2D and 3D Combination
I brought a screenshot of my environment with one of the posed characters into Krita, where I had originally worked on designs for the characters. Krita is very similar to Photoshop, but I prefer the brushes and can work quicker with them, which at this point in production is a necessity. My first test matched my chosen designs for the characters, but they were hard to read and looked quite weird. I decided to try incorporating something I had explored during my concepts, which was to have the face and hands a (flat) separate colour from the clothing. This worked a lot better and helped show where the character was looking, so I think I will continue with this following the positive feedback from presentations on it. I do think I’ll need to be careful with the hands disappearing against similar colours on the environment, so while I am reworking my bog foliage I will make sure that these warmer pinks are away from where we need to see the characters hands clearly.

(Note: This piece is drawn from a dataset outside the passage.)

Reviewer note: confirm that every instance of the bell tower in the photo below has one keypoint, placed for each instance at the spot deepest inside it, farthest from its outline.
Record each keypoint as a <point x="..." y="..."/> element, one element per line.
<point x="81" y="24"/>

Above: First test. Looks somewhat clunky. Below: Second test. Clearer to identify hands and face. Lighting helps bring out the forms that are lost with the flat colouration.
Having the 3D characters in the scene has sped up the 2D significantly and taken some of the pressure off of working out perspective and poses now. The other benefit of having these models is that they will cast shadows onto the grass that will work believably with my 2D work and be able to change as needed.
My steps for the 2D will be create all the flat colour poses, then arrange all of my lighting in Unreal. From here I will be able to use the lighting on the models as a quick reference for the 2D lighting to save me time.
Below: The light affecting the 3D model in Unreal according to my directional light. I can also change the material as I need to see the lighting more clearly than the black material.